Les anciens présidents français défendaient une certaine image de la France. Quelquefois surranée, quelquefois prétentieuse, cette image était toutefois globalement respectée dans le monde. Le nouveau président Sarkozy, quant à lui, a surtout une certaine image de lui-même au détriment de celle de son pays.Pour faire oublier l’image dégradante de la tente de Khadafi dressée au cœur de Paris ( du 10 au 15 décembre ), il commandite le 15 décembre, à « ses » médias la révélation de son idylle avec Carla Bruni à Disneyland. Quelques jours plus tard, le 20 décembre , l’hyperactif président, accompagné par son ami BIGARD, symbole du raffinement de la culture française, arrive en retard à l’invitation du pape pour recevoir le titre honorifique de chanoine. Le 22 décembre, à défaut de bombarder l’Iran, Sarkozy s’offre une petite bouffée de fierté en se rendant, escorté de trois Rafales, en Afghanistan pour discuter vingt minutes avec le président HAMID KARZAI. Enfin, le 24 décembre, il se rend en Egypte, en grande pompe avec sa conquête pour se forger une stature napoléonnienne. Ce tourbillon médiatique contribue à « saouler » et infantiliser l’opinion publique française et occulte les sourires et les ricanements du monde entier. Même les Américains sont interloqués et amusés par son américanisme primaire et servile.Cette quête effrénée à focaliser sur lui les projecteurs de l’actualité est indécente et indigne de la fonction présidentielle. L’image de la France mérite mieux que celle de son président.
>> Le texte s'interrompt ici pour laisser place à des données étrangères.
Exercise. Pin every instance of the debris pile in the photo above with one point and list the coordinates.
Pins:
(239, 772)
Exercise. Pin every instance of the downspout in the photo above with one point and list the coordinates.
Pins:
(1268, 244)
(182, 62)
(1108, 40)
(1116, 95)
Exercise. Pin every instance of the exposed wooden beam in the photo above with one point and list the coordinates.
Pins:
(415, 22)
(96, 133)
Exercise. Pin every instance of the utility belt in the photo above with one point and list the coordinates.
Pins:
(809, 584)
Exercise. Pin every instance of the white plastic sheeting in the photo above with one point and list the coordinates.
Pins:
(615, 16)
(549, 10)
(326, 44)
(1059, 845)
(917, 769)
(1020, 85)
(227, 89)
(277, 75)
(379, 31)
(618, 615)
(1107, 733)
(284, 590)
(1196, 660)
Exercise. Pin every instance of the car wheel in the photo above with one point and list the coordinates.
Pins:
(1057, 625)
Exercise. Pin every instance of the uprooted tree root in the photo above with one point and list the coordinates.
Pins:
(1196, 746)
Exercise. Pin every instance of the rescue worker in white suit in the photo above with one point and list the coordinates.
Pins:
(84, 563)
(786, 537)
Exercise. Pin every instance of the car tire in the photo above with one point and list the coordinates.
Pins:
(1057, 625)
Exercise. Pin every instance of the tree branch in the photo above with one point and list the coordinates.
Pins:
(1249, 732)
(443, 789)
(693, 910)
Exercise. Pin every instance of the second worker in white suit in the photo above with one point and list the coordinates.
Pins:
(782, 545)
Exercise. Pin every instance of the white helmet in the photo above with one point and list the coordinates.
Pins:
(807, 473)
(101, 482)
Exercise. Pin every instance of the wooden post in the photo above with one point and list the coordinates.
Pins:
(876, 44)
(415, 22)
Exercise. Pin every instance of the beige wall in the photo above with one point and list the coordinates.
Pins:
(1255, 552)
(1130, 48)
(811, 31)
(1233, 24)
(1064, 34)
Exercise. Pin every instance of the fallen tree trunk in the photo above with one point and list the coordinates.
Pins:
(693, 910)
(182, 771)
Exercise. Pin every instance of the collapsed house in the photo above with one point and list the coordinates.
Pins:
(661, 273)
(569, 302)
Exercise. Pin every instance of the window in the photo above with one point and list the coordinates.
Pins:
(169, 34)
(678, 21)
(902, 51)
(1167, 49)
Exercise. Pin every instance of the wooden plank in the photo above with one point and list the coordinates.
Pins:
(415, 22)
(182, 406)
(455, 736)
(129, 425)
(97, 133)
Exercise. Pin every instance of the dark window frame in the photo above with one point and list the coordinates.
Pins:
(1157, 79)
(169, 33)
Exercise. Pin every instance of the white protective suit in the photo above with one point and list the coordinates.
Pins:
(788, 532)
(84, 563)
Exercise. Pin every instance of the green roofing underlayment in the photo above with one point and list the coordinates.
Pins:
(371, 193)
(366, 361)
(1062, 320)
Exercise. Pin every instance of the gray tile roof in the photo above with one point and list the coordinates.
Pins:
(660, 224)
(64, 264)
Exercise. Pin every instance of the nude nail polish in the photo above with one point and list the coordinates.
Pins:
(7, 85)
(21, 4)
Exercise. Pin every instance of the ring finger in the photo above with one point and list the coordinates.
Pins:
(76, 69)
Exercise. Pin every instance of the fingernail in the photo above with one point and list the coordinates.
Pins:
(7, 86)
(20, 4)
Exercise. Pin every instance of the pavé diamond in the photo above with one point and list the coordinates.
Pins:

Brillants médecins et piètres terroristes

Brillants médecins et piètres terroristes

Les dernières tentatives d’attentats en Angleterre ont abondamment alimenté nos médias. Aucun de ceux-ci n’ont émis une moindre réserve sur la version livrée par la police britannique. Comment peut-on croire que huit brillants médecins aient pu fomenter des attentats aussi mal préparés, minables et dignes des Pieds Nickelés?. Une voiture incendiée et deux autres voitures pleines d’explosifs « paraît-il » que leurs propriétaires garent naïvement au bord de la route. Cela suffit pour déclencher une alerte terroriste générale et pointer du doigt le réseau Al-Quaïda. Quelle aubaine pour le nouveau premier ministre Gordon BROWN pour asseoir son autorité et montrer son sang-froid et son engagement dans la lutte contre le « diable ».

Cette mise en scène sert à justifier l’hyper présence policière, le fichage des gens et l’installation de centaine de milliers de caméras de surveillance. A l’évidence, ces tentatives d’attentats sont « fabriquées » par les services britannique pour instaurer un état policier qui défend les « braves gens » des Méchants dans le « meilleur » des mondes où la manipulation n’a plus de limite.